Una mano me tocó tímidamente el hombro y
del susto dejé el mapa, que bailando se fue de la mano del viento. Ella se rió,
simplemente se rió y sentí, que a mí también, el viento me había levantado de
la tierra y entonces flotaba. Luego de una serie de disculpas entrecortadas con
carcajadas se presentó: -Soy argentina como vos- (intuí que lo sabía por el
improperio de algunos segundos antes). -Me llamo París ¿y vos?-. Llevaba el
pelo negro totalmente recogido en un rodete salvo por un flequillo que le
tapaba las cejas y un vestido que parecía hecho a mano con distintas telas de
colores.
Todo lo demás, en ese verano holandés, pasó
demasiado rápido y fue aquel el día cuando mi vida empezó a cambiar. Fueron
tres semanas en las que aún sigo atrapado y ningún hecho es realmente
rescatable además de mi primer encuentro con París y, veintiún días después, el
último. Lo que paso entre medio es anecdótico, la misma tarde de mi arribo la
invite a tomar un café luego de que me acompañara hasta la puerta de mi hostel.
Dos horas de charla bastaron para saber que con ella quería tomar café por el
resto de mi vida. Y ella, que parecía encantada de engatusarme tan fácilmente,
jugaba conmigo. Le comente que venía dos
meses a estudiar; pareció apiadarse de mí y me ofreció un lugar en un
departamento que alquilaba con dos amigos de la facultad.
La primera noche lleve las valijas al cuarto
piso de un edificio en una calle con un nombre impronunciable y conocí a Berk y
Ruud.
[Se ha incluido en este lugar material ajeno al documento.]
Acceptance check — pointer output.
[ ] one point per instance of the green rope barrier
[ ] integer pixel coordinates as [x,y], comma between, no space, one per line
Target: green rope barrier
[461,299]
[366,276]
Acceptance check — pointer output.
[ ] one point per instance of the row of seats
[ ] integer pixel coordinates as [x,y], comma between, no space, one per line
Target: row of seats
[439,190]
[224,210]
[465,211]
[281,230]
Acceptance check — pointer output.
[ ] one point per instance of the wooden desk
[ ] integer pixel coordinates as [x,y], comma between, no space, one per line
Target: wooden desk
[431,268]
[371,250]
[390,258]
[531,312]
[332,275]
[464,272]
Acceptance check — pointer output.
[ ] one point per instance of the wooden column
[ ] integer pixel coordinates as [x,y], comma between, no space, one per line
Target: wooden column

Dos hombre altos y de pelos largos rubios; debo admitir que desde el primer
día sentí celos de ellos porque compartían el departamento con mi amada. Desde
ese momento pasé todos mis días y noches con ellos. Nos juntábamos a debatir
libros, poesía: me preguntaban por mi país, por Borges, Cortázar; me enseñaron
a pintar, filosofar y fumar marihuana; se preguntaban ¿Qué somos? ¿Para qué
vivimos? mientras sonaban The Beatles.
Eran lo que cualquiera llamaría hippies.
Me llevaban a ver teatro, cine independiente y yo iba como un perro a todos
lados para ganarme a París. Estaba desesperado por ella y cada vez más inmerso
en un estado proximo a la locura que se llama amor. Una noche en medio de un
concierto de Verdi que le pareció insoportable, nos escapamos a nuestro
departamento y pasamos nuestra primera noche juntos.
Como dije: todo lo que pasó fue
intrascendente hasta la última noche que los vi. Incluso la planificación de un
asesinato. Eran las tres de la mañana y la ginebra nos acompañaba, Ruud
monologaba hace varios vasos sobre la desagradable imagen que había presenciado
esa mañana, algo sobre un déspota, privador de la libertad, oligarca, me perdí
un poco por el alcohol y otro poco porque el odio me consumía al ver los
ojos de París perdidos de una forma tan
amorosa en Ruud que despotricaba como loco en contra del sistema y de ese
hombre perverso. Nunca comprendí el porqué de tanto odio, pero al ver como ella
se derretía al escuchar las ideas de cómo buscarlo, perseguirlo y hacerlo
pagar, entendí que la única forma de ganarme su corazón era unirme al
descontento colectivo. Tomando la botella me aclaré la garganta y pronuncié
algo así como “que hombre despreciable” y luego continué, ahora filosofando,
“¿para qué estamos en el mundo?” y termine mi descabellado descargo rematando
“propongo seriamente que demos fin a la asquerosa existencia de Jan Van Berlood;
quizás ese sea nuestro verdadero propósito”. La moción fue bien vista y las
próximas dos semanas estuvimos investigando, espiando a la víctima y planeando
cuál sería la mejor forma de perpetrar el homicidio. Los chicos no parecían muy
confiados, pero yo estaba seguro de que durante este proceso producto de mi
intelecto, ella iba a enamorarse de mí; inconsciente, estaba dispuesto a todo.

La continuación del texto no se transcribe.